Although the global economy is undergoing significant transformation as a result of Covid-19, capital keeps moving across borders and investors are still interested in investing. In these uncertain times, investors are particularly keen to maximise the diversification of their investments in order to mitigate the consequences of the financial crisis.
Historically, each country has developed its own bookkeeping and accounting standards according to its local customs, mentality, and past events. This diversity of accounting principles often makes it difficult for international investors and organisations to understand the financial indicators and accounting methods chosen by companies coming from different countries, which raises the price of pre-acquisition investment valuations and increases the complexity of consolidating companies already acquired.
IFRS partially address this issue, as they are international standards intended for international markets and they help investors make faster economic decisions and easier comparisons between investment alternatives through uniform principles of accounting, measurement, and disclosure. Like any accounting method, IFRS have their advantages and disadvantages, as explored below.
Advantages of adopting IFRS
- IFRS are internationally recognised guidelines that make transactions more transparent, allowing companies to apply uniform accounting principles and methods regardless of the country they operate in.
- Adopting IFRS makes your company data more comparable with other multinational companies in your industry.
- IFRS help investors make informed economic decisions by making different companies comparable under uniform accounting principles.
- Along with investors’ ability to make decisions, adopting IFRS promotes international investors’ interest in investing in the particular country and increases the inflow of foreign capital.
- In the case of multinational enterprises, adopting IFRS minimises the time and money it takes to prepare various statements, as all the statements are prepared under uniform principles.
- IFRS offer very detailed interpretations on a considerably wider range of issues than, for example, the Latvian Company and Consolidated Accounts Act, as IFRS have been developed over several years and they deal with many complex topics. This allows users of IFRS to access considerably more details of accounting requirements and methods as well as their interpretations.
Undesirable consequences of adopting IFRS
- First-time adoption of IFRS causes companies to incur extra expenses in aligning their existing accounting principles with the new ones.
- When adopting IFRS, finance professionals and accountants have to acquire new expertise, spending both time and money on training, as the language used in IFRS is quite complicated and their updated versions are usually available in the English language.

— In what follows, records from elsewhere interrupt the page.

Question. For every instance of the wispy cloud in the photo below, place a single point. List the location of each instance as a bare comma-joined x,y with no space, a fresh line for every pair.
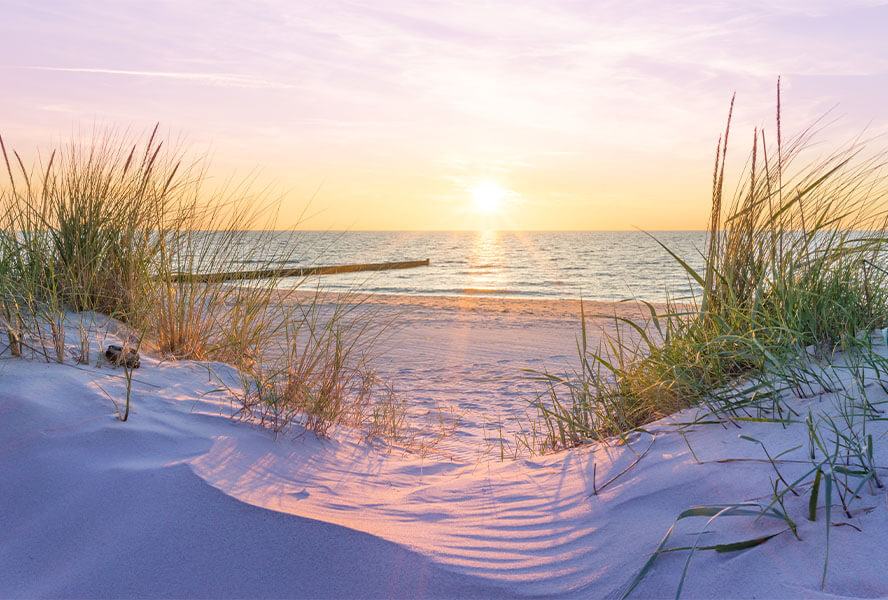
224,79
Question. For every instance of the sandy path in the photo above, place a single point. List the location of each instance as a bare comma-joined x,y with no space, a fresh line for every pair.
462,361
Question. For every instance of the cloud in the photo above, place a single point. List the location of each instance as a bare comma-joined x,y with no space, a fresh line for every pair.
225,79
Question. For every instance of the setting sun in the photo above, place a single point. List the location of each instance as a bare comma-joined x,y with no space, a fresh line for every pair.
488,197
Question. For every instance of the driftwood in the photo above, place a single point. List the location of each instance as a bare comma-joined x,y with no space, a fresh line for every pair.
296,272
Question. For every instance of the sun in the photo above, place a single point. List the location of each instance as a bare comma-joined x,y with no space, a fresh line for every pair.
488,197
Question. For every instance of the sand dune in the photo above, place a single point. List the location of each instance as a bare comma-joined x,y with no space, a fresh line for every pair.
181,501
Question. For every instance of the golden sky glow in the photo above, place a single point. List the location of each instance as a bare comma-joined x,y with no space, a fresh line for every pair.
452,115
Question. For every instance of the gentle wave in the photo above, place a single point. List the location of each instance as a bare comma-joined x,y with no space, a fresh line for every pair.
592,265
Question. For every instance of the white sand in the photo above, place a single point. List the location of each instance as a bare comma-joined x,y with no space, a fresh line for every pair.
183,502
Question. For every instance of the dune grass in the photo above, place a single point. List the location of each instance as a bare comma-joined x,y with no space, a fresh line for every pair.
791,267
793,301
108,223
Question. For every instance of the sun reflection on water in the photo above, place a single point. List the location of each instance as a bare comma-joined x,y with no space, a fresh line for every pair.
486,263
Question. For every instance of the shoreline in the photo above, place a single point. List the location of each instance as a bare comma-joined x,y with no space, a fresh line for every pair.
559,308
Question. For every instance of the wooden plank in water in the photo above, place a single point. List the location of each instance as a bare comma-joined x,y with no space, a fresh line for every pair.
297,272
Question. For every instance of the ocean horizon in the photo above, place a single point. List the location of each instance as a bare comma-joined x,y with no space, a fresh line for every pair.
592,265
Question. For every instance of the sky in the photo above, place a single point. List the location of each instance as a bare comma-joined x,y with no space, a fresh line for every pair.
393,115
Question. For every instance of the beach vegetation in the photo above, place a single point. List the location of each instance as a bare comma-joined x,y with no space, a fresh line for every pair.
114,225
792,302
792,271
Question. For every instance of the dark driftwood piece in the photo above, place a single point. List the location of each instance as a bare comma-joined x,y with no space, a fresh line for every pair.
298,272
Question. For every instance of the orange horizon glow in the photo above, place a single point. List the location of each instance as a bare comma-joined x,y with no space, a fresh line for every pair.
390,117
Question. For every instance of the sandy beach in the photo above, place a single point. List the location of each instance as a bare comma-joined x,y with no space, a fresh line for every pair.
182,501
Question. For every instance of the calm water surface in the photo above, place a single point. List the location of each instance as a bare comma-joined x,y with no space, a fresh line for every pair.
596,265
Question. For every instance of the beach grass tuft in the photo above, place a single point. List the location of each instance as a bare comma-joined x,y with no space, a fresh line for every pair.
791,269
115,225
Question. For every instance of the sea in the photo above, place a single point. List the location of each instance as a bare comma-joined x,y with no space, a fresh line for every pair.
592,265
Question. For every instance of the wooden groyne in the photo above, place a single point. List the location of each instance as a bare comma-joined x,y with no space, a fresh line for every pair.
296,272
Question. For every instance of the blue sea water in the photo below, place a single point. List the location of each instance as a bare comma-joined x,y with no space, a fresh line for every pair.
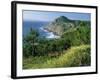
38,26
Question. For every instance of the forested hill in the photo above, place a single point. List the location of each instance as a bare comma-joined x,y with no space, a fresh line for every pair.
62,24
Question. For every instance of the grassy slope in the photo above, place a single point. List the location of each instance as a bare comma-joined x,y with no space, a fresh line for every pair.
75,56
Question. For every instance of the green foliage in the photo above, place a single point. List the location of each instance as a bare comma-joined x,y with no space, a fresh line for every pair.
72,49
79,35
75,56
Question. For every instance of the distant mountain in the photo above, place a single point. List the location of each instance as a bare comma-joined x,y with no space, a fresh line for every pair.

- IFRS permit the use of many accounting estimates, which dishonest operators may exploit in order to brighten up their financial position and actually deceive investors.
- Adopting IFRS also demands additional expertise from auditors and supervisory authorities, as they have to be aware of IFRS requirements and evaluate assumptions made by company management and accountants to ensure they conform to facts.
- Adopting IFRS increases the workload of company accountants in terms of preparing and filing financial statements, and the company may need to involve some of its other functions as well as accountants in preparing its financial statements.
- In Latvia, only a small number of companies are permitted to adopt IFRS in preparing their financial statements, while other companies are subject to the requirements of the Company and Consolidated Accounts Act. Thus, for example, an average unlisted company wishing to prepare its financial statements according to IFRS would have to simultaneously prepare its statements according to the Company and Consolidated Accounts Act, a duplication of financial reporting work.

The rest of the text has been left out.